Individuals in their early 60s who are gearing up for retirement might wish to verify when they’ll become entitled to their state pension. Whilst the state pension age is presently 66, it’s scheduled to climb from April 2026, progressively reaching 67 by April 2028.
Typically, 35 years of National Insurance contributions (NI) are necessary to obtain the full new state pension. The present full rate is £230.25 per week, climbing to £241.30 weekly from April this year, courtesy of the triple lock policy.
State pension payments are due to rise by 4.8 per cent in line with this policy. Anyone wishing to confirm how much state pension they’re forecast to collect can do so through a tool accessible on the Government website.
A minimum of 10 years of NI contributions is needed to qualify for any state pension. If there are any shortfalls in your NI record, you can voluntarily purchase contributions via the Government website.
Contributions can be acquired for up to six previous tax years. Nevertheless, this doesn’t guarantee a boost to your state pension entitlement, so it’s essential to verify this before making the payment.
Those approaching state pension age may also wish to investigate what additional benefits they’re eligible to claim.

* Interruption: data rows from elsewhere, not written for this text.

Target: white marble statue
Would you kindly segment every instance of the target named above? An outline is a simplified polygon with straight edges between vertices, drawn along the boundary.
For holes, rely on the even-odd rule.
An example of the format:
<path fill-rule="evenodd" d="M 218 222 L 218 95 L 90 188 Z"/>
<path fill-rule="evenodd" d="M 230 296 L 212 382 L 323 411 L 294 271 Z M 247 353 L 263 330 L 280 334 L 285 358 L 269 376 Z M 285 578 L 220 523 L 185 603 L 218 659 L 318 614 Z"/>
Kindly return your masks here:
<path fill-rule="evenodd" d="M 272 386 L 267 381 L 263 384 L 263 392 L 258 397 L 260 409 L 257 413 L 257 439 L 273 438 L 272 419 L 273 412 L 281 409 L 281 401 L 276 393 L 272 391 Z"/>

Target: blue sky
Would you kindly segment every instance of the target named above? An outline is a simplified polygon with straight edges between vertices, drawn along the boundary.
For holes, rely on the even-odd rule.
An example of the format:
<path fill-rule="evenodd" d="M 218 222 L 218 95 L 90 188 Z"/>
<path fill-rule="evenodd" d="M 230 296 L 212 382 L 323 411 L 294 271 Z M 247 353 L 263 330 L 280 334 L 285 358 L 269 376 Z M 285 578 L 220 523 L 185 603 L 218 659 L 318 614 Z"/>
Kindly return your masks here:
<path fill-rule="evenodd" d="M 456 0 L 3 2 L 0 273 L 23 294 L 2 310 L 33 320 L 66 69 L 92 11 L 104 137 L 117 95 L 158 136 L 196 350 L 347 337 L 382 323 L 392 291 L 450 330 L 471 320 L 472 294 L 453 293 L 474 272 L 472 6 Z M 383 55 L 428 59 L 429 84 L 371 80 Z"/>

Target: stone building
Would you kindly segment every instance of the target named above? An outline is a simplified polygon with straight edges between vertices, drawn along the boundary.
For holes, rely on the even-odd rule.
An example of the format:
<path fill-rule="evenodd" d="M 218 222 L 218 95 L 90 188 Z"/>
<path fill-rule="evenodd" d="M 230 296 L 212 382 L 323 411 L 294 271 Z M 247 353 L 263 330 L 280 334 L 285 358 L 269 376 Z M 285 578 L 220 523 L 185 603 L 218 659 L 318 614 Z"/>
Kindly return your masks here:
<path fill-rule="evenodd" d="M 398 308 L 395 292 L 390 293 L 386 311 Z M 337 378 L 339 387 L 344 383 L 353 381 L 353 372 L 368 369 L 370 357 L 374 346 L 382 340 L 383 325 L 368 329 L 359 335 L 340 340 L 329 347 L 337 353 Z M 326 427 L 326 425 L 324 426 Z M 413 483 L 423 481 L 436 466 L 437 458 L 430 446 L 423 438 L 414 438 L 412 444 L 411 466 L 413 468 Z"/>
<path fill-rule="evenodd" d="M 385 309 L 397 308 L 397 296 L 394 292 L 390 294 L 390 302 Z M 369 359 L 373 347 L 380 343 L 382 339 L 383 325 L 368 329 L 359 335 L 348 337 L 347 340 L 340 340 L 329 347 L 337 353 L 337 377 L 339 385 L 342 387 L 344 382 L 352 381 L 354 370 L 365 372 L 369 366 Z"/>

Pension Credit is accessible if you’re on a low income, with the typical claim worth £4,300 annually in extra support.
This benefit offers a weekly income supplement and opens the door to additional Government support. You’re also entitled to apply for Attendance Allowance if you have a disability or health condition that necessitates help from another person.
Additional benefits that may be accessible to you include the Winter Fuel Payment and Cold Weather Payments.